I digress. So looking at the population in China….about 1.4 billion and estimating that every person would eat 2 watermelons over a 4 month availability period we are talking almost 3 billion watermelons!! This figure might be conservative as I eat about 10 watermelons during summer. My mind could not grasp such a huge number of melons and the amount of space they would take up if placed in the one spot! Then I started to think about the pips and the outer casings and then the guys who turn up to cricket matches wearing those watermelon helmets and it all got a bit much for me so I had to lie down for my afternoon siesta like the rest of China does.

 

As I rode past the park next to where I live I saw the workers cutting the lawns and came to the conclusion (having seen this a few times before) that there are no lawn mowers or ride-on mowers sold in China. You want to cut the grass in public parks and gardens you pick up a load of the orange brigade workers and with an accompanying truckload of whipper snippers you drop them off at the next mowdown area.
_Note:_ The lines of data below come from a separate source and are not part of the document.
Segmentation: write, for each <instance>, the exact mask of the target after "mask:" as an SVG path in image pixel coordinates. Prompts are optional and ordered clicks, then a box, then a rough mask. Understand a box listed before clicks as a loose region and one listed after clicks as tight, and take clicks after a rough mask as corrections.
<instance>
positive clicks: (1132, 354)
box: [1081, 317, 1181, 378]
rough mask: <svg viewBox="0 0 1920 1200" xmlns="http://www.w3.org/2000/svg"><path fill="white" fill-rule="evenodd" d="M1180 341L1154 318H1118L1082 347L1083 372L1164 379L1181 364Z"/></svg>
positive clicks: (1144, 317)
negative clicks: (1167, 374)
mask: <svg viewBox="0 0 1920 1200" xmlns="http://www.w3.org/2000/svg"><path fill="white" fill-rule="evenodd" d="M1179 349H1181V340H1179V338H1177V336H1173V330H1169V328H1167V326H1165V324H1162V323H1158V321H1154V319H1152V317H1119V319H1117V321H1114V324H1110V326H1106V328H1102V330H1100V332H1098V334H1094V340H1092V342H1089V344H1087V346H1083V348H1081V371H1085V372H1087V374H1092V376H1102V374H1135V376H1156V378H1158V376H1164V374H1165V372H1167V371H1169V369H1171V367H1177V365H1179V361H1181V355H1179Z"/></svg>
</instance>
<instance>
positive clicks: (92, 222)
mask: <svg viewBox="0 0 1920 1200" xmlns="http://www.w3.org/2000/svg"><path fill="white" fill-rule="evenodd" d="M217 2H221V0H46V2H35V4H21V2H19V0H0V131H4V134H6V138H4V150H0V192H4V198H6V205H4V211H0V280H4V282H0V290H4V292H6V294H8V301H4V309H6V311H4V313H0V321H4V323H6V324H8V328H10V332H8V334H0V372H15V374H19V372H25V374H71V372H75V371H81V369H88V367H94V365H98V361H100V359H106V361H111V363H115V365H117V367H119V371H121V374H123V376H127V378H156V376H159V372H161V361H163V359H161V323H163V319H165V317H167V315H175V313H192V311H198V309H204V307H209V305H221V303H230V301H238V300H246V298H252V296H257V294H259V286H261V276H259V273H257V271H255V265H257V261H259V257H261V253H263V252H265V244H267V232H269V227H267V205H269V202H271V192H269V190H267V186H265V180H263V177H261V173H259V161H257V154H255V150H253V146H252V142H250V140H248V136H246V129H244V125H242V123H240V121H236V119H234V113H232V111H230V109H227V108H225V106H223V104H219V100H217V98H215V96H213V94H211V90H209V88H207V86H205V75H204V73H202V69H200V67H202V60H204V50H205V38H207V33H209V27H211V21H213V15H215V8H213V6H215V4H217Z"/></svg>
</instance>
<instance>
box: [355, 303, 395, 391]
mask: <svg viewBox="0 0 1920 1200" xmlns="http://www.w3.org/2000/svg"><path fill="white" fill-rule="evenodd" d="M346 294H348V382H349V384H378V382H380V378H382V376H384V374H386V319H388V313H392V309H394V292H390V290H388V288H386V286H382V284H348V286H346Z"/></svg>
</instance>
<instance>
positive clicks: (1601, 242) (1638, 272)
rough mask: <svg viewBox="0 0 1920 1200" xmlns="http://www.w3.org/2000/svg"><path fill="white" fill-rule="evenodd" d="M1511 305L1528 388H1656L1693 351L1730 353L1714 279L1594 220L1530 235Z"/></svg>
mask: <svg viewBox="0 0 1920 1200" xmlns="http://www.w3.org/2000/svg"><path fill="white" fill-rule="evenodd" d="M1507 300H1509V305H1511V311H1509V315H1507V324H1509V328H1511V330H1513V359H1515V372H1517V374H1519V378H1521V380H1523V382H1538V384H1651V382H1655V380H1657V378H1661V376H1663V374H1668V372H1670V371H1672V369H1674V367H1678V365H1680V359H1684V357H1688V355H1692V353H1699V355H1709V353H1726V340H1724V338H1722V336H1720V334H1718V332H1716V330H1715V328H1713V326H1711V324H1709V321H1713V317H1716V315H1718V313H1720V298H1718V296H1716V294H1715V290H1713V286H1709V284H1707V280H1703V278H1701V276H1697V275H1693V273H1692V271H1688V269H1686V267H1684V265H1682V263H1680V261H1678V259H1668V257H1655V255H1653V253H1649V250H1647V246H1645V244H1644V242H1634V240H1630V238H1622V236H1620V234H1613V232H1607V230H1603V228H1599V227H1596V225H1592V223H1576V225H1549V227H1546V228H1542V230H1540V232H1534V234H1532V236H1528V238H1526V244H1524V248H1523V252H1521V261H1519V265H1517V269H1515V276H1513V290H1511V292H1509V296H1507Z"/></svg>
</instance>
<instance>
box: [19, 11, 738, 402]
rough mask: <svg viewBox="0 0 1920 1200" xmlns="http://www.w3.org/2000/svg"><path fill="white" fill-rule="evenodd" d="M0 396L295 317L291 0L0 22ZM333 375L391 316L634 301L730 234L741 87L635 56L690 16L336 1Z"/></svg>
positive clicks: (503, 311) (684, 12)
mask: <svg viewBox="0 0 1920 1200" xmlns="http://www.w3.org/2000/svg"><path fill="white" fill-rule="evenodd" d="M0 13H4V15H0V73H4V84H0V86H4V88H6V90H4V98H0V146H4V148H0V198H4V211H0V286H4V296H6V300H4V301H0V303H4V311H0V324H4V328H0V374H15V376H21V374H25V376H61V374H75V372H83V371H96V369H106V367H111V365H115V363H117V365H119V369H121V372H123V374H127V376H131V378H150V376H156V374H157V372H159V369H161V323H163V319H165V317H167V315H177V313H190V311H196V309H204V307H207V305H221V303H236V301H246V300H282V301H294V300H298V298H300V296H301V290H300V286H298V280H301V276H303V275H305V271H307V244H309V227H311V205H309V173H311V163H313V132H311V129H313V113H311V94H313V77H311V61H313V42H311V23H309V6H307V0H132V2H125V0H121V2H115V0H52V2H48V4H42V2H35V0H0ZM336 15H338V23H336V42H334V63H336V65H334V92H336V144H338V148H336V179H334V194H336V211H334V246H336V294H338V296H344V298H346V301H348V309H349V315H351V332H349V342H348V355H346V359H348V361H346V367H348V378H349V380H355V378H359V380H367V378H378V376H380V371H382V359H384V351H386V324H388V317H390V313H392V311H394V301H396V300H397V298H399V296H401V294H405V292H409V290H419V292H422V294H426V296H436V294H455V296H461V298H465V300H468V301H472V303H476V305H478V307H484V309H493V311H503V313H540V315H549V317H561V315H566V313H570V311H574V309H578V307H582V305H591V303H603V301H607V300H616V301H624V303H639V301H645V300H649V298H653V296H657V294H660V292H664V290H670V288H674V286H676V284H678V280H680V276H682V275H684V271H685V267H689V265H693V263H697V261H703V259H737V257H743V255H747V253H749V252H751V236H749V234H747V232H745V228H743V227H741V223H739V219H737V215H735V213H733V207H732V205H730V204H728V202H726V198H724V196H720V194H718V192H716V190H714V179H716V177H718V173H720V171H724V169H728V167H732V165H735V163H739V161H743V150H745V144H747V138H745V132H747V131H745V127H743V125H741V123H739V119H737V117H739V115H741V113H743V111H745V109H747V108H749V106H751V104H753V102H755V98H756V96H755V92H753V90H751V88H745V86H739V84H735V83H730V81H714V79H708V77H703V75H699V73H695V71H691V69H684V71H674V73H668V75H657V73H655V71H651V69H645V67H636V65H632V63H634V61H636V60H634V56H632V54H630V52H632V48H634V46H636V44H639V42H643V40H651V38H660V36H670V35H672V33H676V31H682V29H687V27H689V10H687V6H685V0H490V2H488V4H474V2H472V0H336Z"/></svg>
Whipper Snipper sales must be astronomical because for the park there would have been 15 workers, mostly women by the way, madly whipping away at the grass. I had seen this before but at the time it never occurred to me that due to the amount of available manpower / womanpower in China that using this method was far more labour intensive than a lawn mower. There are plenty of people in China to fill vacancies too so it was no doubt the Government approved method of mowing. The noise of 15 whippersnippers was horrendous, like every bee in the world getting together to protest about plastic flowers. And if I thought that was loud the same group mowed the lawns surrounding our apartment block the next morning….at 7.30am. That sounded like the entire Daqing population of mosquitoes, about 300 trillion, was trying to break through my flywired windows!

 

  Another observation? While most of the orange brigade ladies were swinging their whipper snippers through the grass in the park the menfolk were sitting outside a nearby shop or restaurant playing mahjong, cards and Chinese checkers on makeshift tables while drinking beer and smoking cigarettes! Seems China got it right about the battle of sexes – haha!

 

And the chipped teeth? Well they all eat some sort of nut or seed here. I think they are sunflower seeds, black little buggars that I would feed to caged birds rather than eat. Their husks can be found everywhere, in elevators, lobbies, street corners, hospital rooms, toilets, wherever the people have a moment to chew and spit out comes a bag of these seeds. You eat these by placing the seed between your front teeth, breaking the outer shell then eating the inner part. Breaking the husk eventually weakens the front teeth so if you are ever in Chinese company take the time to have a look. Small fragments missing from the two front teeth, like little chips – everybody. I first noticed it some months back and it had me puzzled for ages until one of my colleagues mentioned it to me as he was eating a packet of these seeds! People with dentures cannot partake!

 

So many mysteries, so little time, so much fun.